Leonard A, Paton AW, El-Quadi M, Paton JC, Fazal F - PLoS ONE (2014)

Bottom Line: We found that preconditioning human pulmonary artery endothelial cells (HPAEC) to ER stress either by depleting ER chaperone and signaling regulator BiP using siRNA, or specifically cleaving (inactivating) BiP using subtilase cytotoxin (SubAB), alleviates EC inflammation.Mechanistic analysis revealed that pretreatment of EC with SubAB interfered with the binding of the liberated NF-κB to the DNA, thereby resulting in reduced expression of adhesion molecules, cytokines and chemokines.In addition, both knockdown and inactivation of BiP stimulated actin cytoskeletal reorganization resulting in restoration of endothelial permeability.

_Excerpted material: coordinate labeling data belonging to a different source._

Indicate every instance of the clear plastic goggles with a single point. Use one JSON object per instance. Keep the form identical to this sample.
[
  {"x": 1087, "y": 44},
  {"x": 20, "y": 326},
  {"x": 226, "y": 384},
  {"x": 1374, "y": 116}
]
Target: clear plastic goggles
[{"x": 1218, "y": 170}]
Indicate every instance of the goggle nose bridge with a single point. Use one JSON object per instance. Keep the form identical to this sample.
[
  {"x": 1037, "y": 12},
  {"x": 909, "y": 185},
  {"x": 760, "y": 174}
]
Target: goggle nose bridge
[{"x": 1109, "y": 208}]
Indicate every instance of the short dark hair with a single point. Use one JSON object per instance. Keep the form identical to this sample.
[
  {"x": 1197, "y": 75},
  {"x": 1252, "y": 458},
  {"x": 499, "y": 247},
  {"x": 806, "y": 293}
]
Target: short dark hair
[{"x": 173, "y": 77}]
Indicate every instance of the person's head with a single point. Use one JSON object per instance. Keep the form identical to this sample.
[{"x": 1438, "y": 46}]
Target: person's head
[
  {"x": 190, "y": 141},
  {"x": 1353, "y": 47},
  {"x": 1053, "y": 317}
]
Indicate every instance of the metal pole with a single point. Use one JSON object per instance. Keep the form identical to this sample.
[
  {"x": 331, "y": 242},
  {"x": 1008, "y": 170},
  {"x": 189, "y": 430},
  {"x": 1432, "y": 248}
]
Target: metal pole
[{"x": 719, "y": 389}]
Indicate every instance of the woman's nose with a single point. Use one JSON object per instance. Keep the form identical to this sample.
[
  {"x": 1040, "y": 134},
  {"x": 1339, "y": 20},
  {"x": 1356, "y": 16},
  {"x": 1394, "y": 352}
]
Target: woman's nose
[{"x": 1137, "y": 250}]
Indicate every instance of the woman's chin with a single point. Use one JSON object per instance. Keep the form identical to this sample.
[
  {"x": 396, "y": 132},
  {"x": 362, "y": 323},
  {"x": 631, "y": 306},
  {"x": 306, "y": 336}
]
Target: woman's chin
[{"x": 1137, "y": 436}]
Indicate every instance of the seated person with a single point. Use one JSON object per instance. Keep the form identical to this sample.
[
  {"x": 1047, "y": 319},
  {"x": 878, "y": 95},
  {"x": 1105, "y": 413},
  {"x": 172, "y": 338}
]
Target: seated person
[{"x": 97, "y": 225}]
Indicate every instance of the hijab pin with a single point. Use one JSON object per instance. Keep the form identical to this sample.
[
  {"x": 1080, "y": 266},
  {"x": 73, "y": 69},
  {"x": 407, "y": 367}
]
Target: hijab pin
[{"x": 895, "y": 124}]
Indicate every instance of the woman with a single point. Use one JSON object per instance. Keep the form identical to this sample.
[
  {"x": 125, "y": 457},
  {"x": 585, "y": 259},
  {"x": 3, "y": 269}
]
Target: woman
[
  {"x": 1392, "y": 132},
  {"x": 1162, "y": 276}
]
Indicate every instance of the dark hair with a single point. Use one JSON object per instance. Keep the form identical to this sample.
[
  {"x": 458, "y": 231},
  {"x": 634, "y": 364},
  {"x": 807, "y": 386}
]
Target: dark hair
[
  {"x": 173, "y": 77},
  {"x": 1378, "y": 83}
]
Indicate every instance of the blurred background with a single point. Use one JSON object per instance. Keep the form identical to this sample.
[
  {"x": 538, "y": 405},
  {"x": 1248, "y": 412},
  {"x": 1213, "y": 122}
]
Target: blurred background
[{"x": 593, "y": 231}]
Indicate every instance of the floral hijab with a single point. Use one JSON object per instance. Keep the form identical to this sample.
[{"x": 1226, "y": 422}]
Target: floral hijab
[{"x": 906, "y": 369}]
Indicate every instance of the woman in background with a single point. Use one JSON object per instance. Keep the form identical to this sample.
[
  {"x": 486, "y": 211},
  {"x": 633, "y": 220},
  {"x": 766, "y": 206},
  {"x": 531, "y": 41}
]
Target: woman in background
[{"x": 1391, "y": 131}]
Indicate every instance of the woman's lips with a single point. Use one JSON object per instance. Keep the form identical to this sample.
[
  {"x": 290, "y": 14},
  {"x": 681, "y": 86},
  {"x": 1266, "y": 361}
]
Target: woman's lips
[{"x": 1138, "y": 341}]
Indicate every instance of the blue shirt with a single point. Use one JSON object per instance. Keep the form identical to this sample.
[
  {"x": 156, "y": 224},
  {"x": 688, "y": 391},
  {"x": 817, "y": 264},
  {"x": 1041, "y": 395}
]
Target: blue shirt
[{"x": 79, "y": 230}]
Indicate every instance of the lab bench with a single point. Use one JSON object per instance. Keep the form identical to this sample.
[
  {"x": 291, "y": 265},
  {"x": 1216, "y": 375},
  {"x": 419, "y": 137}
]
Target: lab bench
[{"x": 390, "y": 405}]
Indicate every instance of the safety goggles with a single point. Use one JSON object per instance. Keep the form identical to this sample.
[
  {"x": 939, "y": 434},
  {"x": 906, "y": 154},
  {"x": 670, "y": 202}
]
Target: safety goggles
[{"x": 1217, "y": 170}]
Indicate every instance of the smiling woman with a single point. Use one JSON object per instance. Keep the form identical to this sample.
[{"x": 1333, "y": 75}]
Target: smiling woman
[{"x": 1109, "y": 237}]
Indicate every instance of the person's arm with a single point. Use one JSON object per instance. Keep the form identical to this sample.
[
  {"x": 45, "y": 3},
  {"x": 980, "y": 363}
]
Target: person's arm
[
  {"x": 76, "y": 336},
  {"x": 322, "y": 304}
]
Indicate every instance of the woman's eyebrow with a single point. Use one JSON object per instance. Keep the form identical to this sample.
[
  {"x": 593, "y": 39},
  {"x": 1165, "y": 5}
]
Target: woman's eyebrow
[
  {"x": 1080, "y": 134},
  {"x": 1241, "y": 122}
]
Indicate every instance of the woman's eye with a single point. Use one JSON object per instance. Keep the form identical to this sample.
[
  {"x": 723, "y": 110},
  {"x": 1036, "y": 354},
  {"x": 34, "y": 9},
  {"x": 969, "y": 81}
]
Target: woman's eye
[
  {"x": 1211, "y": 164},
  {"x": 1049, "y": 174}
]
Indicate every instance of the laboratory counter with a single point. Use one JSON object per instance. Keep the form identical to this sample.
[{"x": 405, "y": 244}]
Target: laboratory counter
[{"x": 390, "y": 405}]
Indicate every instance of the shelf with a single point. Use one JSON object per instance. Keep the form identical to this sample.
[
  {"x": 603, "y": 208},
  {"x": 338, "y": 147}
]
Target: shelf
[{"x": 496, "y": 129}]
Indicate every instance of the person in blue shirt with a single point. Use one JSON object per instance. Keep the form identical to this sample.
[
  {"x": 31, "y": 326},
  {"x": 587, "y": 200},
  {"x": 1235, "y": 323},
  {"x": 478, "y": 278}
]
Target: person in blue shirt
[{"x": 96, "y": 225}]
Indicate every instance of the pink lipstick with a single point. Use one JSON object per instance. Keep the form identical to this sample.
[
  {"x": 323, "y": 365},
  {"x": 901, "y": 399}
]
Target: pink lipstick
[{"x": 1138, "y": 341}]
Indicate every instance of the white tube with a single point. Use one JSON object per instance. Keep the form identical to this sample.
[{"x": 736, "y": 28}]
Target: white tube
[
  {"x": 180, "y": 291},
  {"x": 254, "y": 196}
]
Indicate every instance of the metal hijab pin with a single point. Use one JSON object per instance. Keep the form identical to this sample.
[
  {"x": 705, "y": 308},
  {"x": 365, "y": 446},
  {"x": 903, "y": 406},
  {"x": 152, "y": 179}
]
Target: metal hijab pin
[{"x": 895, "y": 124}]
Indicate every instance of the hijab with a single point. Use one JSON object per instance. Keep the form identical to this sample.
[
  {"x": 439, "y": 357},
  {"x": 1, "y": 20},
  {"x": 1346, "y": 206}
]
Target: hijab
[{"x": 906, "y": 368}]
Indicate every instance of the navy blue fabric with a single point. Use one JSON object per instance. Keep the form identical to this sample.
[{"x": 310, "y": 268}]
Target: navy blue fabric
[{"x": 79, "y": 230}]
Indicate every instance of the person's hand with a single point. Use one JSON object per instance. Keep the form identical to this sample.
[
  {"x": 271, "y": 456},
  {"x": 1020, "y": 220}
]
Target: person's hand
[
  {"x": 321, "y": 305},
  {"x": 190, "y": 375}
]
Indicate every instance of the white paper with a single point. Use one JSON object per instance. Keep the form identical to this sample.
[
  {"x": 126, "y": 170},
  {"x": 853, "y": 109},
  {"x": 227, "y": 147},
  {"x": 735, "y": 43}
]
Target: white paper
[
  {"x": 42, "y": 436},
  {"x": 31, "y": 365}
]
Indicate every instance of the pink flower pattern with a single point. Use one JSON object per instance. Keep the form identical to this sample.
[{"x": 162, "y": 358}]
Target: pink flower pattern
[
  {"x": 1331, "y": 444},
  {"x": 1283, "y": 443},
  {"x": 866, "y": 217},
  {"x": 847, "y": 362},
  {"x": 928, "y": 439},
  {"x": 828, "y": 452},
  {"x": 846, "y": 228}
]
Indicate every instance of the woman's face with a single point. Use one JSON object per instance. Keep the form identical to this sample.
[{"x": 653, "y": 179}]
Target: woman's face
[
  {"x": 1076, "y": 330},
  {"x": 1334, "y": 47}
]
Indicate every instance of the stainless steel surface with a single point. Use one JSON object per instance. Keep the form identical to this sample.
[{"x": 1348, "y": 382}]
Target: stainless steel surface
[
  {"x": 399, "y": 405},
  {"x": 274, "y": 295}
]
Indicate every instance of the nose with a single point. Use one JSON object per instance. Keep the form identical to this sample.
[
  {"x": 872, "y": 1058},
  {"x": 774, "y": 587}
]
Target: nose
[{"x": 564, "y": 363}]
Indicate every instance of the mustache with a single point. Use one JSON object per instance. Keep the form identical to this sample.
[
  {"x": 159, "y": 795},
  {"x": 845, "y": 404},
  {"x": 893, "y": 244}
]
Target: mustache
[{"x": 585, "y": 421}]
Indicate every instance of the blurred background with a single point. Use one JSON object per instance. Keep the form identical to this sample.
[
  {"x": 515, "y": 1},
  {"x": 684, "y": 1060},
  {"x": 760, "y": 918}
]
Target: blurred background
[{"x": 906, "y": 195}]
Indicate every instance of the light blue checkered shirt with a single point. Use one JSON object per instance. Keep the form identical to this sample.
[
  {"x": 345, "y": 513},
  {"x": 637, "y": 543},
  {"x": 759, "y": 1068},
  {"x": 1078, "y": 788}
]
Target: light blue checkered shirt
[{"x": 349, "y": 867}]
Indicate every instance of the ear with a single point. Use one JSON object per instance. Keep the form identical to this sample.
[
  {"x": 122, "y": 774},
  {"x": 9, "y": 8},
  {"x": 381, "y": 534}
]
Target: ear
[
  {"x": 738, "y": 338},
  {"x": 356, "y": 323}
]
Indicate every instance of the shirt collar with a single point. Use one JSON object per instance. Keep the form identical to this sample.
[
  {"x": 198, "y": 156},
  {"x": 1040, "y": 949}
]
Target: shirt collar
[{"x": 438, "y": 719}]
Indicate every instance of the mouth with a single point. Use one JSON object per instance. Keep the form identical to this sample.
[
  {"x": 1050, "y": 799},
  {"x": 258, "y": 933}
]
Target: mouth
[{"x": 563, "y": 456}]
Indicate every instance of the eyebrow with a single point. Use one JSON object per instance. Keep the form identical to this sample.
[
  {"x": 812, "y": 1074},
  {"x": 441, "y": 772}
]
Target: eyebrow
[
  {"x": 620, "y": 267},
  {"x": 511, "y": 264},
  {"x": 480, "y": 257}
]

View Article: PubMed Central - PubMed

Affiliation: Department of Pediatrics, Lung Biology and Disease Program, University of Rochester School of Medicine and Dentistry, Rochester, New York, United States of America.

ABSTRACT
Endoplasmic Reticulum (ER) stress, caused by disturbance in ER homeostasis, has been implicated in several pathological conditions such as ischemic injury, neurodegenerative disorders, metabolic diseases and more recently in inflammatory conditions. Our present study aims at understanding the role of ER stress in endothelial cell (EC) inflammation, a critical event in the pathogenesis of acute lung injury (ALI). We found that preconditioning human pulmonary artery endothelial cells (HPAEC) to ER stress either by depleting ER chaperone and signaling regulator BiP using siRNA, or specifically cleaving (inactivating) BiP using subtilase cytotoxin (SubAB), alleviates EC inflammation. The two approaches adopted to abrogate BiP function induced ATF4 protein expression and the phosphorylation of eIF2α, both markers of ER stress, which in turn resulted in blunting the activation of NF-κB, and restoring endothelial barrier integrity. Pretreatment of HPAEC with BiP siRNA inhibited thrombin-induced IκBα degradation and its resulting downstream signaling pathway involving NF-κB nuclear translocation, DNA binding, phosphorylation at serine536, transcriptional activation and subsequent expression of adhesion molecules. However, TNFα-mediated NF-κB signaling was unaffected upon BiP knockdown. In an alternative approach, SubAB-mediated inactivation of NF-κB was independent of IκBα degradation. Mechanistic analysis revealed that pretreatment of EC with SubAB interfered with the binding of the liberated NF-κB to the DNA, thereby resulting in reduced expression of adhesion molecules, cytokines and chemokines. In addition, both knockdown and inactivation of BiP stimulated actin cytoskeletal reorganization resulting in restoration of endothelial permeability. Together our studies indicate that BiP plays a central role in EC inflammation and injury via its action on NF-κB activation and regulation of vascular permeability.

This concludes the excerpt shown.